Anyway, they specialise in agile PM which will be a ‘challenge’. Also, I may well end up working on site across the South East.

 

Organisational Semiotics

| Tuesday 5th February 2008 8:04CST | → 0 Comments |

Well, that’s been a fun few weeks - though I didn’t always do nothing. One plan was to spend some quality time with Terry but the weather somewhat put paid to that. However, during occasionally bursts of sunlight, we visited Oxford and the Dorset coast (more specifically, the towns of Swanage, Studland and West Lulworth). Contrary to previous practice, I no longer put up photos on my site as Terry has a dedicated photo website that includes a soupçon of the pictures we take.

Now I have to start looking for a new job. I’ve signed up on LinkedIn, including one of my less scary photos. Anyone need a project manager?

BTW The webcam should be back proper now. Watch it and weep.

 

continuity and change

| Tuesday 15th January 2008 11:32CST | → 1 Comments |

The continuity is that it was raining yesterday, it rains today and will do so tomorrow.

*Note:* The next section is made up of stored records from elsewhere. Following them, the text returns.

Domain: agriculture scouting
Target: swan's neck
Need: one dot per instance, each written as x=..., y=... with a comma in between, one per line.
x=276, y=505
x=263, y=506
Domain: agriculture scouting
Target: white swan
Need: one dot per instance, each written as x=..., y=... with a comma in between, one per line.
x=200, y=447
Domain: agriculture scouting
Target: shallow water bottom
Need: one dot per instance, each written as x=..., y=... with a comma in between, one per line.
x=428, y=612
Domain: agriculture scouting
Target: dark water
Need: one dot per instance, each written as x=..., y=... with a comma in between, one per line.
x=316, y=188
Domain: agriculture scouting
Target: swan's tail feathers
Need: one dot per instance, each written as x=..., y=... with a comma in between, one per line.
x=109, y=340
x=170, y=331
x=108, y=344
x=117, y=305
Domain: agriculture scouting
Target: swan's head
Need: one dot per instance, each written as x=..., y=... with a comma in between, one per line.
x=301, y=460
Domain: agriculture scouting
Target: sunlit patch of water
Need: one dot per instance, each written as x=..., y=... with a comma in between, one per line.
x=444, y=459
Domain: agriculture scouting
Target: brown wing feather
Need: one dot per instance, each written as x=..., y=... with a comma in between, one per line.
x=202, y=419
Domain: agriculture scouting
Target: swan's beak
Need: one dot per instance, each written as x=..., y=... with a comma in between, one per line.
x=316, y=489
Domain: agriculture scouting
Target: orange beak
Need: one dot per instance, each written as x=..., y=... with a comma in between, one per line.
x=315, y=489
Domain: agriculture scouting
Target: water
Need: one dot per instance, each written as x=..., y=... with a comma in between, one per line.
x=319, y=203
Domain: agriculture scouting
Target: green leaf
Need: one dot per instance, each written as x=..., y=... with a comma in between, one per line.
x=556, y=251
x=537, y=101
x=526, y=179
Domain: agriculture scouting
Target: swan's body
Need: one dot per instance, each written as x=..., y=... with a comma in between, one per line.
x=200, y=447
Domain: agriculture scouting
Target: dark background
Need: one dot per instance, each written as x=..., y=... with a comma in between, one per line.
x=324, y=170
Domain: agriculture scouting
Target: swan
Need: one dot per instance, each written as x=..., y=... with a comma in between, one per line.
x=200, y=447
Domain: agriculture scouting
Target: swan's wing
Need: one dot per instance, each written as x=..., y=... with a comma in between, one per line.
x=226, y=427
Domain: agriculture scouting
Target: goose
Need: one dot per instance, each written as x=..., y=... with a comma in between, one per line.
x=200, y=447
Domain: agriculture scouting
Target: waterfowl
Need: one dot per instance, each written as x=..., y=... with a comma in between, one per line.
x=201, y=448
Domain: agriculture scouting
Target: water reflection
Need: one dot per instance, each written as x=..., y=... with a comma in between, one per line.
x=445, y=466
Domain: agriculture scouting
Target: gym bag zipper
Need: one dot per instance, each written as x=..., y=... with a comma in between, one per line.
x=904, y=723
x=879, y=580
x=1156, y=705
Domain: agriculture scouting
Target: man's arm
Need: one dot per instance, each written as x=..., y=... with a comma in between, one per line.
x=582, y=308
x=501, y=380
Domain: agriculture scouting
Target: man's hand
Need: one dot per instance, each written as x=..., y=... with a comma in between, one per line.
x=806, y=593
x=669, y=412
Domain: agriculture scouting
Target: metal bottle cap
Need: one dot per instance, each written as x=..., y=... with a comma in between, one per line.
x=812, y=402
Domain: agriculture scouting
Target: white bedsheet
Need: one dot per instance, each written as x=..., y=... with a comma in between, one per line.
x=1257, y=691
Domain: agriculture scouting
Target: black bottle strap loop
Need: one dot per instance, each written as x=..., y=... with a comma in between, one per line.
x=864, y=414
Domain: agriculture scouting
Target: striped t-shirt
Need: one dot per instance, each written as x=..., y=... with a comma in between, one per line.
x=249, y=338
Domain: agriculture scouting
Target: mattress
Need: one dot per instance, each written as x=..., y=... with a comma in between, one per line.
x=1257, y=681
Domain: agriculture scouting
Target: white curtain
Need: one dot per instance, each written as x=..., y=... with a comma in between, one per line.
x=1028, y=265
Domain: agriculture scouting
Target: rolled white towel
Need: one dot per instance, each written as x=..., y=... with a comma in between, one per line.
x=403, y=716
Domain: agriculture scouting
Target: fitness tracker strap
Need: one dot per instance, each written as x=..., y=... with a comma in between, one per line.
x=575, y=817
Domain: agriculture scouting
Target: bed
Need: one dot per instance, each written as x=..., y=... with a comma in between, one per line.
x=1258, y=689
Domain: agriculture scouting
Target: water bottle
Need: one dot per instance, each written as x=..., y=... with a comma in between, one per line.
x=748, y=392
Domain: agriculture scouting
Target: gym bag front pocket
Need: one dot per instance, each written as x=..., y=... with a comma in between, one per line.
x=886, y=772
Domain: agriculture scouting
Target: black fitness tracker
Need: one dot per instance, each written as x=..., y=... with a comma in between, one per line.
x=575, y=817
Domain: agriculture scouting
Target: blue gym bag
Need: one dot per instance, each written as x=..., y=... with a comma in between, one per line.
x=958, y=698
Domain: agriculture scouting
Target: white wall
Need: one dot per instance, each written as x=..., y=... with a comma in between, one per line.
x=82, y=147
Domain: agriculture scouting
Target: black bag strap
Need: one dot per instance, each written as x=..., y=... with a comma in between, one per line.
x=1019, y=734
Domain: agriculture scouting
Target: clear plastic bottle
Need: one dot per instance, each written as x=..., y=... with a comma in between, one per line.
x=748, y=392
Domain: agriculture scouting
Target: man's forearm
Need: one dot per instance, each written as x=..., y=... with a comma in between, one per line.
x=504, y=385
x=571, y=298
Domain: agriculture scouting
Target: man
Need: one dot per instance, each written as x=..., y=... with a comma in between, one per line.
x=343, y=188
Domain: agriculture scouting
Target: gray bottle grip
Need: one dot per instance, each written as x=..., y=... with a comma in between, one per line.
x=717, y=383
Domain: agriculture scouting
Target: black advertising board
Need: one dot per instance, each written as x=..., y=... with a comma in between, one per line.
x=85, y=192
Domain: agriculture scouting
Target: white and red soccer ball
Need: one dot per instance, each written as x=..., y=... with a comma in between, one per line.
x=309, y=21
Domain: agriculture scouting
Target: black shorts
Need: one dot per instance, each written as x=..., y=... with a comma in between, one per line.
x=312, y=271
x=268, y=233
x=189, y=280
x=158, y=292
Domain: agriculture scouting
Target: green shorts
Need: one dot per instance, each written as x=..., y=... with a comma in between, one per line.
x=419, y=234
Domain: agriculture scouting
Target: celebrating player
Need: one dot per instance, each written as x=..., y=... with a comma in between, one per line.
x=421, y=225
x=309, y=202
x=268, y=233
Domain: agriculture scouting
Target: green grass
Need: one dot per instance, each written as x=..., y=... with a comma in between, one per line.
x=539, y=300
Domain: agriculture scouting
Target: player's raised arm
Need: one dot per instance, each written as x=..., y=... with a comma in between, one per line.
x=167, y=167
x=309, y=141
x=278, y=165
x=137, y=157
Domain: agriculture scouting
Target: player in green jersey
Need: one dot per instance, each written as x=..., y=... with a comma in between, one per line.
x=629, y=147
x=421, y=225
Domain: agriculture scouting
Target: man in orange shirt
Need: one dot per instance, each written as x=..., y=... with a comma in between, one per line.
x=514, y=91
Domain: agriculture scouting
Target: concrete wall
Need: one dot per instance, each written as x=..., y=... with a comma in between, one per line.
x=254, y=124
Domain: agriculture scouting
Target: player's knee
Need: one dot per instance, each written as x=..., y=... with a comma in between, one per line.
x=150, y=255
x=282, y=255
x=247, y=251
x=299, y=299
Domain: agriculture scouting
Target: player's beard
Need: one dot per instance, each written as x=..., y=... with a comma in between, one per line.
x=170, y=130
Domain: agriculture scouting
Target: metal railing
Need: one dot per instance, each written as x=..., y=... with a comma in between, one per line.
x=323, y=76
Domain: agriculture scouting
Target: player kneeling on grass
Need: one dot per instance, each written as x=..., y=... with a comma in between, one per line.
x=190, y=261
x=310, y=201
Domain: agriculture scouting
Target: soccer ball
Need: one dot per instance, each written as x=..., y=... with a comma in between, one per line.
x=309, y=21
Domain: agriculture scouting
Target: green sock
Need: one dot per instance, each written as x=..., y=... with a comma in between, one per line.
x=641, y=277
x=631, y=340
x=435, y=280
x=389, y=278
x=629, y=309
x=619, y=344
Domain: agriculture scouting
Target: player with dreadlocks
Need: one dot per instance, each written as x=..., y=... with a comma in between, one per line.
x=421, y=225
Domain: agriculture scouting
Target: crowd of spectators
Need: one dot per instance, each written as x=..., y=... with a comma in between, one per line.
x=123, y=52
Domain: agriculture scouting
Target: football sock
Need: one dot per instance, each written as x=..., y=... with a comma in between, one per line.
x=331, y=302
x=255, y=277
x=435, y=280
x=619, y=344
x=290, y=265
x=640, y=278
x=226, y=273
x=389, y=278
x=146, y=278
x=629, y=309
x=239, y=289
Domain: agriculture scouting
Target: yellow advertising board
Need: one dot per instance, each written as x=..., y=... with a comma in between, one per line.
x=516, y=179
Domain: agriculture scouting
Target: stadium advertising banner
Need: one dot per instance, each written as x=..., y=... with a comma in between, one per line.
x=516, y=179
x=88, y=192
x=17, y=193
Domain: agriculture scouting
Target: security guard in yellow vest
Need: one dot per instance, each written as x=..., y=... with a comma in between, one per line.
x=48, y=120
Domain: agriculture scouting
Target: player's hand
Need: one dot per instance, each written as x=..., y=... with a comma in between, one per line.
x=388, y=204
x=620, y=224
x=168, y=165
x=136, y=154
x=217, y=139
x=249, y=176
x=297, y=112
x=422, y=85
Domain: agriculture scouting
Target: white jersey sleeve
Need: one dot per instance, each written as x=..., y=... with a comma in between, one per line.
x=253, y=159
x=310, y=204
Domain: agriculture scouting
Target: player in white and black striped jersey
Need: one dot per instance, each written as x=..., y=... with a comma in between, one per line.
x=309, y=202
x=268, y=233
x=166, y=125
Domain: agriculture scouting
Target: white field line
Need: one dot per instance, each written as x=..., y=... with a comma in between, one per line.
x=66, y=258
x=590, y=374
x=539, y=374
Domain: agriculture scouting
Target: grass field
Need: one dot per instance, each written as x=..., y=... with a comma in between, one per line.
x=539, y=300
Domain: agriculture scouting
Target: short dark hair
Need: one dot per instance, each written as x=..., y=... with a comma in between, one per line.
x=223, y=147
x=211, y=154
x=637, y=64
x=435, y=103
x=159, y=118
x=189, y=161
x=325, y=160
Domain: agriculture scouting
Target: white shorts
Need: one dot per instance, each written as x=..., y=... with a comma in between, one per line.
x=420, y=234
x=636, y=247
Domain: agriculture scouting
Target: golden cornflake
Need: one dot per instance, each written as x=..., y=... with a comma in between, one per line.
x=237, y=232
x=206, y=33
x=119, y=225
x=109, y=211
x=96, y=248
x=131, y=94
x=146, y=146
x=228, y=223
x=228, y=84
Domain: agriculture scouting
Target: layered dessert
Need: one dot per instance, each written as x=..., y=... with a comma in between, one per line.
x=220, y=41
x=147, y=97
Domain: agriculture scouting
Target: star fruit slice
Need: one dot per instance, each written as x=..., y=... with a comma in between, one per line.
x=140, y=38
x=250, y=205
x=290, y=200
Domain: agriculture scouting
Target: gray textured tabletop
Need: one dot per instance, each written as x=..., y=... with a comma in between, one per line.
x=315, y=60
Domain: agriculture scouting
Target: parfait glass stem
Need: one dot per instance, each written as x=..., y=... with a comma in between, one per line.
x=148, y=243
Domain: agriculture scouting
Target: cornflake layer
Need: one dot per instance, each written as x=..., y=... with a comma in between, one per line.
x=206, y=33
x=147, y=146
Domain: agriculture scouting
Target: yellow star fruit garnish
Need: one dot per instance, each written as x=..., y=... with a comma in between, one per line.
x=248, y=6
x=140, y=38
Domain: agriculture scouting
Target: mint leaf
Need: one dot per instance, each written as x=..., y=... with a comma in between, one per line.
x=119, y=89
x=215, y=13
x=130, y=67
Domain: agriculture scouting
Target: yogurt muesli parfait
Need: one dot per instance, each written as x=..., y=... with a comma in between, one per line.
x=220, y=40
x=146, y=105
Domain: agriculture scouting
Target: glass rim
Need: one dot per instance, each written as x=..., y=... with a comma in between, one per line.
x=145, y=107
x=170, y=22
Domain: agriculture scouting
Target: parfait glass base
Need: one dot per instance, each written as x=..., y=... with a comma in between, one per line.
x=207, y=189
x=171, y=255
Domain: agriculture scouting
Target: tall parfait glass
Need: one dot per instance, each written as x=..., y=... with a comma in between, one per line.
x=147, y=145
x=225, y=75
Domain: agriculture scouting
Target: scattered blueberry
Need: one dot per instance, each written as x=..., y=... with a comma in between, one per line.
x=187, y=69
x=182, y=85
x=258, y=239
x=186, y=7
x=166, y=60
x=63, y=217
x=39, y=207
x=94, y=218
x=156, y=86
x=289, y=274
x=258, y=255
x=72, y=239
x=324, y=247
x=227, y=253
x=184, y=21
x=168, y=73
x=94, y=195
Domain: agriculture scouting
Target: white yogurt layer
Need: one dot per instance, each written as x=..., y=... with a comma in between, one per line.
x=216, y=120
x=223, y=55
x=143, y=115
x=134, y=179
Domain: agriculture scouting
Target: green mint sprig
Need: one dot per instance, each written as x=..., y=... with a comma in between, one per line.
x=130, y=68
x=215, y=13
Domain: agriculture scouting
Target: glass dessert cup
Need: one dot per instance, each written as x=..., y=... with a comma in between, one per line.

The change is that due to ‘restructuring’, I have been downsized/rightsized/supersized as of Friday when my company decided it needed significantly fewer project managers. I’m taking the rest of January off to spend some quality time with Terry in some quality locations before starting to look again - as a project manager, that is - something so many find hard to understand but is plainly logical to me as:

  1. I love doing project management (and I mean that without any sense of irony or the need to add the words “kill me now”)
  2. I’m too far behind the curve when it comes to development zeitgeist (EJBs to me are like YouTube to a fifty year old)

In the meantime, I’m going to do absolutely nothing - followed by lots more nothing.